Michael Jackson in Vegas: celebrity vs. reputation
By coincidence, there is an auction beginning today at Planet Hollywood including items that once belonged to Michael Jackson. According to the Las Vegas Sun:
"The 21 Jackson- and Jackson 5-related auction items, which include vintage photos of Jackson from the '70s, early concert posters and Jackson-worn costumes, are expected to be sold Friday between 2-5 p.m."
This will be the second Michael Jackson-related auction in Vegas in recent years. The last one in May 2007 (pictured) was at the Hard Rock and provoked, as with most things Jackson, a lawsuit,
The Sun also has the image I remember best of Jackson in Vegas. It was taken on Nov. 20, 2003. It was a time of typical Jackson craziness. Jackson needed to be on his way back to California to face accusations of child molestation. Instead, Jackson spent two hours or so being driven seemingly randomly through Vegas streets in a black SUV. Following him were the media helicopters, police and fans in cars. Eventually Jackson arrived at Green Valley Ranch resort and casino, directly across the street from my home where I am typing this now. The photo shows a pale spectral Jackson in the back seat of the SUV with a serene expression. Moments earlier he had been blowing kisses like all the world was a fan. In the photo, Jackson looks like he could be leaving a stadium concert undeterred by the chaos and stress of the car's other occupants, not to mention the nuttiness outside at the edges of the frame. But it was not a concert; it was a freak show. By morning Jackson was on his way back to California. (And there would be more scandal and court time spent over a surreptitious recording made during that plane trip.)

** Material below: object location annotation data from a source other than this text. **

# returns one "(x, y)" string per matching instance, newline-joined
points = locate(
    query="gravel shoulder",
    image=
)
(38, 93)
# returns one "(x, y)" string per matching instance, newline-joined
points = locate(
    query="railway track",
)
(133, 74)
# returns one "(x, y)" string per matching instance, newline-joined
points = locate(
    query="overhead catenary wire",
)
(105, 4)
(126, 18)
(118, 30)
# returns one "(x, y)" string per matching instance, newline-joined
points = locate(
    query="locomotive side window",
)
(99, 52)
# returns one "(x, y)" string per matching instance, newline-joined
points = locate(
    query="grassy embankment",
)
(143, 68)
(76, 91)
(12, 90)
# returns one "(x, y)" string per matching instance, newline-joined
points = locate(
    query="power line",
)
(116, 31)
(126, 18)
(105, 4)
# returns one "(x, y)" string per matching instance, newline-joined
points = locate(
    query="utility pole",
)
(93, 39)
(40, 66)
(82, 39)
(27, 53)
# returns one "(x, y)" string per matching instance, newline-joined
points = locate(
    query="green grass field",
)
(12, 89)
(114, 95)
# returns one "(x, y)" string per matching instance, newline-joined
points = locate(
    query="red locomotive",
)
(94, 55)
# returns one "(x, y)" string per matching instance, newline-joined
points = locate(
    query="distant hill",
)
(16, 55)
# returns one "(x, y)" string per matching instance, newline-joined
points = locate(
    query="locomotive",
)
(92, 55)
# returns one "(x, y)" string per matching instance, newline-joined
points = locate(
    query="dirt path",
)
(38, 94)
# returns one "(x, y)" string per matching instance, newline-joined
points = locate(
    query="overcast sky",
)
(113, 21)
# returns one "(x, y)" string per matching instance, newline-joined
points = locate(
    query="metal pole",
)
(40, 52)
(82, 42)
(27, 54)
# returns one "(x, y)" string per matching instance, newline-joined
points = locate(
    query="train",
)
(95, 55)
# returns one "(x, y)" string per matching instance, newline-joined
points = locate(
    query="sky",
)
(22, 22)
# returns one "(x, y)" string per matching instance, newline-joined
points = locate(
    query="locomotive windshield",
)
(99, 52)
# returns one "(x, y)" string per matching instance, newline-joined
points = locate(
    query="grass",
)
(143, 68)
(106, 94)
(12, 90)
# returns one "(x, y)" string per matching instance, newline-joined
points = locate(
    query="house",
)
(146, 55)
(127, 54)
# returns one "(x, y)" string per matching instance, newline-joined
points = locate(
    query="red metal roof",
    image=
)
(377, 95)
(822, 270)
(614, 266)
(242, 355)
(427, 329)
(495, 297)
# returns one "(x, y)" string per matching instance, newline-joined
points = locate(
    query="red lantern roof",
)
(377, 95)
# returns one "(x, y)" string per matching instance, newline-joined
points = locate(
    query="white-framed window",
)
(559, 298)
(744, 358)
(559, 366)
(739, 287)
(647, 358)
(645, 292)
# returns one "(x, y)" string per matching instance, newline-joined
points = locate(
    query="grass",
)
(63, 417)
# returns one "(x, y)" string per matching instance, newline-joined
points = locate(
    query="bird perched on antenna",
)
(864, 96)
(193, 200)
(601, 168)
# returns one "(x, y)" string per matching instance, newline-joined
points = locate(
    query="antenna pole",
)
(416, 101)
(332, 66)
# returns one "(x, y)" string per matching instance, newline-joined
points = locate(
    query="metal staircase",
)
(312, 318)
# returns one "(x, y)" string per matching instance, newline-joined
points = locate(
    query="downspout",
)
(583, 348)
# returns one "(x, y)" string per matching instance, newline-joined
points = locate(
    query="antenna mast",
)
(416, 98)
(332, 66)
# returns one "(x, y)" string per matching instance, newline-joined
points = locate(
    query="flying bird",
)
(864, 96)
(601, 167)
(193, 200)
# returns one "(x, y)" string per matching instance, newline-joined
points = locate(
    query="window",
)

But while it seemed obvious that Jackson was no longer in any condition to be an entertainer, 2003 -- to me, at least -- was not the end of Jackson's Vegas time; it was a beginning.
Vegas was often home during Jackson's final years. He was a physical and mental wreck, and anyone looking at a photo could tell he was not likely to work again. But in Vegas he engaged in talks -- fantasies, really -- about a Vegas residency, a possible Cirque show, a themed Michael Jackson casino with a giant statue in front ... and who knows how many other projects that never happened. Celine Dion reminisced on "Larry King Live" about how Jackson peppered her with questions backstage at her Vegas show about how challenging it was headlining in Vegas.
Jackson also toyed with retuning to creating music in Vegas; he recorded sporadically at the Palms, but no new disc was released. Even at the end of his life, those ill-fated London shows were seen as an audition for an eventual Vegas residency. Vegas is a town filled with money and people who like to gamble. To Vegas, Jackson was potential gold if someone could just find the right angle. No one ever did.
Yet, while business ostensibly was Jackson's reason for being in Vegas, I don't think it was any longer about career for him. In these last years, Jackson's life was all about keeping up appearances, illusion and image against the overwhelming evidence coming out in tabloids, lawsuits, a criminal case and his own bizarre behavior.
One enduring memory: Jackson, on a documentary shown on ABC, going through a casino "buying" everything in sight. Of course, most of the stuff was never ultimately purchased. This was television meant to show financial clout and celebrity power to the folks at home. No one complained; Vegas resorts are always happy to help out with creating spectacle.
Vegas is the only place where celebrity will always matter far more than reputation. There is a reason people like Pete Rose and Mike Tyson still find Vegas welcoming. With Jackson's trashed talents and shredded credibility, he probably needed that reassurance of blind celebrity worship that Vegas so expertly provides.
Jackson would always claim he wanted the childhood he never had. But that is not what his life arc shows. His adult drive was always to be the biggest star on the grandest scale. This was an unsustainable position for anyone, and after "Thriller," as each disc sold less than the one before, Jackson's troubles took greater control and his world became filled with an unsavory collection of rotating sycophants. Las Vegas was perfect for that sort of person. This is a town where O.J. Simpson could still raise a posse of near strangers to head off and commit kidnapping and armed robbery with him, because he was famous. And, of course, Vegas enjoyed the attention of Michael Jackson's media circus.
But in the end, Vegas was bluffing at least as much as Jackson was. As I wrote for years on this blog as the topic of a Jackson residency periodically resurfaced in publications like the New York Times and Wall Street Journal, no resort company was ever going to bankroll a Michael Jackson show here. Some risks were too big even for a city of gamblers.
Photo credit: Sarah Gerke



You're comments are ignorant and arrogant. people like you make this world a terrible place
Posted by: AB | June 28, 2009 at 08:33 PM
I was at the auction on May 2007 and have been a long time Michael Jackson fan. The LA Times has always been informative and acurate in reporting the life and times of Michael Jackson. While I bid on a few of the items at the auction I was indeed outbid in the process however Michael will always live in the memory in all of us and may he rest in peace. Our thoughts go out to the family.